Nous y croyons beaucoup, mais je n'ai jamais été de ma vie sur Facebook, LinkedIn & co. Sur Youtube, je consomme mais je ne partage pas. Mes temps libres sont loin des smartphones et tablettes. Si j'ai envie de voir un ami, je l’appelle. Je me protège des réseaux, je n'en ai même pas envie. Même les mails sont problématiques. Je lis un mail sur trois. C'est de la gestion des priorités, pas de la mauvaise volonté. Il vaut mieux m'envoyer un sms pour me dire que j'ai reçu un mail important.

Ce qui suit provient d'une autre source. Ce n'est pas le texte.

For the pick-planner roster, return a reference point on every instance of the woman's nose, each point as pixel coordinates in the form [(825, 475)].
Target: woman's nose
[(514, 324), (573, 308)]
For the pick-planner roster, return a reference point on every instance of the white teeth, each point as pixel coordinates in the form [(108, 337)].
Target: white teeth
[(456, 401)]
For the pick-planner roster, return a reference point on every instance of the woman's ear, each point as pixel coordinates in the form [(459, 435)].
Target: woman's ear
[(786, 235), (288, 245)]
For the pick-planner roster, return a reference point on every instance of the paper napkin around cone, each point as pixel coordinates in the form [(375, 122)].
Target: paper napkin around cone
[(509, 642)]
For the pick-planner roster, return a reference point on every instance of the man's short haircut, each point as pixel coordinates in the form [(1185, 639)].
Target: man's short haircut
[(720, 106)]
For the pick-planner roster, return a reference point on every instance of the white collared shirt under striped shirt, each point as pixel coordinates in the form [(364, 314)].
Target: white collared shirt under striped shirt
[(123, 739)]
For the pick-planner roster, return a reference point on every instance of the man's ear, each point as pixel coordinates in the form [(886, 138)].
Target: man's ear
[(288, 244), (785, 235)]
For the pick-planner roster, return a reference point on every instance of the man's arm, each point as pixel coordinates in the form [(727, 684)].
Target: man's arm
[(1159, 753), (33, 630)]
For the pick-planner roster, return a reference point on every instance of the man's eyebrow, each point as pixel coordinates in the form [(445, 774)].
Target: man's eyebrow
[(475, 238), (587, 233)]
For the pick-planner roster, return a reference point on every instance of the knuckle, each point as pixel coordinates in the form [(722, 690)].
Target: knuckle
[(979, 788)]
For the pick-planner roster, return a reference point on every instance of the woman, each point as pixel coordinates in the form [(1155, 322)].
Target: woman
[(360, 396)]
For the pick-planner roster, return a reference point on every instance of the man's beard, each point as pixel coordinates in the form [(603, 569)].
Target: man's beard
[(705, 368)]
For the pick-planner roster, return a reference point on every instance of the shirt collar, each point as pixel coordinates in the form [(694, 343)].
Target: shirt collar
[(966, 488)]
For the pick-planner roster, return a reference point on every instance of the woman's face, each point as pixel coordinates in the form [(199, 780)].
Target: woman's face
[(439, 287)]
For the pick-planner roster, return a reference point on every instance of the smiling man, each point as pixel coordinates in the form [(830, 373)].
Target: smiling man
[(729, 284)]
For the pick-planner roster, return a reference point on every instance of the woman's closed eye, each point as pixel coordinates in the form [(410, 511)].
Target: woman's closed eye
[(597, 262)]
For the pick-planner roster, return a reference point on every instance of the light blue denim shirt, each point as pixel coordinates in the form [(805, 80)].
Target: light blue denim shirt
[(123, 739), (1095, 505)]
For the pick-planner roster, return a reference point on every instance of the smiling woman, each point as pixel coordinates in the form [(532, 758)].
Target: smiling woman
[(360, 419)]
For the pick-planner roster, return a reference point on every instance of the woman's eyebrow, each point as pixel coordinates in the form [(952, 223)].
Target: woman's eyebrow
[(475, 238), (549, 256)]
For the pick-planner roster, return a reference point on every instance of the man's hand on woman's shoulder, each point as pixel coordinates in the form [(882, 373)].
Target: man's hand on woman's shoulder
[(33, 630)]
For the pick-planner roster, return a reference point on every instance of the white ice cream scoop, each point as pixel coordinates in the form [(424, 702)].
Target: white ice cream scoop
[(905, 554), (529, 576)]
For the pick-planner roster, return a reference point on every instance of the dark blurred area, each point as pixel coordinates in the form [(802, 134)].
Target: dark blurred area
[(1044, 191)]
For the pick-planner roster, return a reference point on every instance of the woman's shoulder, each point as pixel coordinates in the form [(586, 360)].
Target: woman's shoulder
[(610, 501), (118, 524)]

De l'informatique au papier

Discret, il évite les mondanités et se cache volontiers sous son casque de moto.
Connecté à la réalité plutôt qu'aux réseaux, il préfère passer son temps libre à naviguer. Mesuré, il n'intervient que quand il l'estime nécessaire, par exemple lorsqu'il veut défendre l'indépendance de la presse face au rachat de L'Avenir par Tecteo. Mais alors que d'autres sont tombés dedans quand ils étaient petits, Bernard Marchant a 45 ans quand il reprend la barre du navire Rossel. Licencié en sciences économiques, il s'était occupé jusque là tantôt d'informatique (pour le groupe italien Olivetti), tantôt de clôtures (pour le belge Bekaert). Oui, il lisait le journal – Le Soir d'ailleurs – mais pas plus qu'un autre lecteur. Rien ne le destinait donc spécialement à rejoindre ce monde si particulier qui est celui des médias et de l'information... Mais la vie s'en est mêlée. En 2001, quelques mois après le décès du « patriarche » de Rossel, c'est à Bernard Marchant que ses enfants s'adressent pour endosser la fonction d'administrateur-délégué du groupe. Un hasard? Bien sûr, il présente le bon profil. Toutefois, il est aussi le gendre de feu Robert Hurbain, ayant épousé Christine, une des filles de celui-ci. Rossel reste ainsi aux mains de la famille, comme l'avait promis M. Hurbain à sa cousine Marie-Thérèse Rossel, petite-fille du fondateur de la Maison. Arrivé dans la tourmente – 2001 et 2002 sont des années périlleuses pour le groupe – Bernard Marchant a cependant montré qu'être le « mari de... » n'était pas le seul de ses atouts.

Le Château du lac

L’interview du marin confirmé qu’est Bernard Marchant a été réalisé dans le cadre d’exception du Château du lac à Genval, en bordure du lac, aussi connu pour ses plaisirs nautiques d’eau douce.